Prem hesitated again, frowning. ‘I knew Garret from when he trained with Raj at Guy’s – twenty years at least. And he was . . . he was one of those people you’d trust with your life, literally.’ She laughed. ‘That’s the point of a brain surgeon, I suppose.’ Raj was Prem’s older brother. He and his partner, Hal, lived in Minnesota, where Raj worked at the Mayo Clinic, doing research on genetic sequencing.

Lily gave a rueful smile. ‘And you don’t feel like that about Freddy?’ She shrugged. ‘No reason why you should.’

‘As I said,’ Prem replied, ‘I’ve only known him for such a short time. And we don’t see him much – he’s always working.’

*

Lily got home late – the two women had sat for hours over the wine and then some fresh mint tea. She was fired up by Prem’s insistence she get the truth from her husband. He wouldn’t be asleep – Freddy seldom went to bed before midnight, often considerably later. She realized she was nervous, almost frightened, as she let herself into their sixth-floor penthouse in the smart block set back from Bayswater Road, minutes from Lancaster Gate. Did she really want to know what was making him so edgy, so distant? Shouldn’t she just do as he’d suggested and stop worrying, let it pass, whatever it was?

She pictured him lounging on the sofa in the soft light of their large, luxurious sitting room, probably in his habitual jeans and untucked shirt, bare feet propped on the low oak coffee table, his handsome face, framed by thick, dark wavy hair, looking up at her with its perfect light-olive complexion and those large brown eyes, which could switch from being charmingly social, to tender and so loving, to something much darker and unfathomable, all within seconds. ‘Mercurial’: that was the word someone had once used to describe Freddy March.

But the flat was dark and silent. Lily slipped her heels off – they were stupidly high and her feet had been aching almost since she’d put them on – and left them in the hall, padding over the polished floorboards in her stockinged feet to the bedroom at the end of the corridor.

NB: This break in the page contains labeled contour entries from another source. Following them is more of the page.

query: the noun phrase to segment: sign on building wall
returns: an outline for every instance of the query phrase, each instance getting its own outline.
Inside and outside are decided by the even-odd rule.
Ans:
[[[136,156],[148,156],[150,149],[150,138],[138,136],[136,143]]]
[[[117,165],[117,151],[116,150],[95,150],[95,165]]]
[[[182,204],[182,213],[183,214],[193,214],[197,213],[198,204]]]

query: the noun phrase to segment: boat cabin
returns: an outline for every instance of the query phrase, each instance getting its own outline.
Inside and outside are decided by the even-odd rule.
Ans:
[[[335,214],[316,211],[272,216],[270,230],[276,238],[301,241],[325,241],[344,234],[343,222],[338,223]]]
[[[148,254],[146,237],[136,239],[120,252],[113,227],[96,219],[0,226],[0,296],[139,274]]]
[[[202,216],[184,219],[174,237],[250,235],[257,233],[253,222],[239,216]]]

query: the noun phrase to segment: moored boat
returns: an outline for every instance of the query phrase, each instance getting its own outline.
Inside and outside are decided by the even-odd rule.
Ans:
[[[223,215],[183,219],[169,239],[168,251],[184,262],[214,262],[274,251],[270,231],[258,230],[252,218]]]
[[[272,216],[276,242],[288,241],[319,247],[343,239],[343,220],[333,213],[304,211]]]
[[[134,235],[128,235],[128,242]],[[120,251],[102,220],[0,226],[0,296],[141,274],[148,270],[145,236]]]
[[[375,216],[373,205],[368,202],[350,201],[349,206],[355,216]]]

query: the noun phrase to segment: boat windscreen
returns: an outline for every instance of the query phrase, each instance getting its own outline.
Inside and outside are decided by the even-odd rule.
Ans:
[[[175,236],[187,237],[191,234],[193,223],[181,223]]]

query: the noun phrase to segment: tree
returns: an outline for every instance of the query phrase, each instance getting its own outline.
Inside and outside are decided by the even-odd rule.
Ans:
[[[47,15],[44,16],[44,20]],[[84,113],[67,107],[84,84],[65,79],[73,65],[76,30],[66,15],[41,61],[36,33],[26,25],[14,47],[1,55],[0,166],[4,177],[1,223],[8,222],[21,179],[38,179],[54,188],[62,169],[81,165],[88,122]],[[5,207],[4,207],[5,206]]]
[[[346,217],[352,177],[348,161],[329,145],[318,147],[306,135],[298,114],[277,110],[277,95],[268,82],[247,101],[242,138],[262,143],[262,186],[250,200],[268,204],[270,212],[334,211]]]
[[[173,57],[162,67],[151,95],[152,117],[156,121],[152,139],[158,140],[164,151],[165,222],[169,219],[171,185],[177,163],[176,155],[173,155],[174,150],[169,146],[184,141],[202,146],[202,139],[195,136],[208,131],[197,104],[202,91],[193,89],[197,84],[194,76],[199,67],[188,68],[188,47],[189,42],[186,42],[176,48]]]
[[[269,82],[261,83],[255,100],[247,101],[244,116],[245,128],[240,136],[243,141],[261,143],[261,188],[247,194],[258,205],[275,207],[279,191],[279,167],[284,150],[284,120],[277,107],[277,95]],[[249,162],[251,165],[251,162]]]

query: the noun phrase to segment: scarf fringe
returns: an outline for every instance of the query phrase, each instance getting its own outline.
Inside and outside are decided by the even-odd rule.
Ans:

Maybe he was asleep after all. The door was open, though, just as she had left it hours before, the smooth, expensive white bed linen untouched, except for a sea-green cardigan she had failed to put away earlier. She glanced at the bedside clock: 1:05 a.m. Where is he? She reached for her phone to check if he had called, and rang his mobile when it was clear that he hadn’t. It went straight to voicemail: ‘Freddy March’s phone. Leave a message and I’ll get back to you.’ His voice was warm and strong, confident. She loved him so much.

Where are you? she texted him. I’m not asleep. Pls call when you get this. xxx

Then she wandered back to the sitting room and went to stand by the glass doors onto the balcony, staring across the roofs at the city, the lights still dotted randomly over the floors in the hotel nearby, the dark patch of Hyde Park behind. She heard a police siren in the distance, over the constant background growl of traffic which never stopped and which she barely noticed after so many years in London. Her head was thick with the tension she knew she’d been hanging onto for weeks now, and also, no doubt, from too much red wine. There was no point in waiting up, she decided. If Freddy were involved in an all-night session at the studio, he’d have his phone turned off anyway. Better to talk to him in the morning. If she confronted him when she was so tired, she’d probably accuse him of all sorts of ridiculous stuff and they’d have a row.